While the national Mormon hierarchy is very anti-LGBT, that does not hold for all Mormons. More than 300 Mormon LGBT-Allies joined with the Utah Gay Pride Parade in Salt Lake City drawing shouts of approval and tears from the spectators in the crowd. They said that they sought to send a message of love to Utah’s LGBT Community.
This is the first time that a large group of Mormons took part in the parade. Dressed in their Sunday best, there were fathers with their children on their shoulders and mothers pushing strollers. One youngster, Nevin Munson, 13, carried a sign reading “Love thy neighbor as thyself.” He even stated “I’m very saddened by the amount of hate in the world.” With regards to discrimination against LGBT people, he stated “I don’t believe in that – they’re humans.”
The Huffington Post noted:
Emily Vandyke, 50, carried a sign with the words from a Mormon children’s song: “I’ll walk with you, I’ll talk with you. That’s how I’ll show my love for you.”
Along the parade route, she embraced a weeping woman who said, “Thank you.”
“I haven’t recognized them as equals,” Vandyke told the Tribune. “They have been invisible to me.”
For parade grand marshal Dustin Lance Black, it was very emotional. He tweeted “In tears. Over 300 straight, active Mormons showed up to march with me at the Utah Pride parade in support of LGBT people.”
Holly Nelson, a lesbian from Murray, was also very emotional stating “I think it’s amazing. It’s been so hard to live in Utah knowing the Mormon church is against the gay community.”

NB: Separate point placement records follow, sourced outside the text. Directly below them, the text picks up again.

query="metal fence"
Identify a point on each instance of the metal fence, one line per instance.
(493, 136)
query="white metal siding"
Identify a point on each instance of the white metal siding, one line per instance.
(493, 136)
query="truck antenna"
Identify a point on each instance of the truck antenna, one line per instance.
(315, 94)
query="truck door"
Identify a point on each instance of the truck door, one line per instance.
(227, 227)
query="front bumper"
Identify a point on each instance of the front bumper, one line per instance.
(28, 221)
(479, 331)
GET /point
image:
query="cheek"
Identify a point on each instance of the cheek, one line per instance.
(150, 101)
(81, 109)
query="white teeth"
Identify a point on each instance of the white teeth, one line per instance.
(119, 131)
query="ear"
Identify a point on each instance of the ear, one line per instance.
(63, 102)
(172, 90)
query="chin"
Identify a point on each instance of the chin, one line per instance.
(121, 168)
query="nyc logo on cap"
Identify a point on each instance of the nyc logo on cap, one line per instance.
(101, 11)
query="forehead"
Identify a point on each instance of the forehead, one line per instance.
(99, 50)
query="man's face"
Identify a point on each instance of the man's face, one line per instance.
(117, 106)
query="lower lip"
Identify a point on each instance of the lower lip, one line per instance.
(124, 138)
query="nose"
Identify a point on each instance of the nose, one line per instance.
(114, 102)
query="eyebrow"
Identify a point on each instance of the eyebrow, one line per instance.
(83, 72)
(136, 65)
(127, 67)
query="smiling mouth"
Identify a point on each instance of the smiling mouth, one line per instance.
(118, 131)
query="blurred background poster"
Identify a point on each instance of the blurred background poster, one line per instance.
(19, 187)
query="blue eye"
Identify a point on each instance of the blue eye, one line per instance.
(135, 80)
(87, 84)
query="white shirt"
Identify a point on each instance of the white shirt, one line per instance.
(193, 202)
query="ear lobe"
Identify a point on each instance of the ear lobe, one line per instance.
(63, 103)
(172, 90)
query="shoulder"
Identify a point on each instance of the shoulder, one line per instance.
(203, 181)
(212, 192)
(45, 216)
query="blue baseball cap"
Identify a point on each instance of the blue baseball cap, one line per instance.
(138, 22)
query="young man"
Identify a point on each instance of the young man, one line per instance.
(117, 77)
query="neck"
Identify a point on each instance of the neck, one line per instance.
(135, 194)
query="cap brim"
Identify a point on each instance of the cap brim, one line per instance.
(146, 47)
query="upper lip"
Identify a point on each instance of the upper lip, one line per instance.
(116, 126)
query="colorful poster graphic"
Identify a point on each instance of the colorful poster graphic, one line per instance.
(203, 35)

The Church of Jesus Christ of Latter-day Saints believes and teaches that marriage is only between a man and a woman, and sexual relations are only to be within marriage. It does not consider same-sex attraction a sin, but basically believes that loving someone who is of the same-sex is wrong. This dooms many to marriages that are little more than lies, which is a very big sin.
Some of those attending the parade had left the Mormon faith after coming out. Carolyn Ball, a 48-year-old lesbian, stated “I lost everything I loved because I came out.”
The 300 who marched were members of Mormons Building Bridges. Erika Munson, the group’s founder and a mother of five, said that organizers hope that it marks the start of a grassroots movement. She stated that “We want to inspire other Mormons at the local level to do things for their LGBT brothers and sisters.”
Many centralized religious organizations like the Mormon and Catholic Churches have hierarchies that are largely out of touch with their followers, who are often more tolerant of LGBT people than the members of the hierarchy.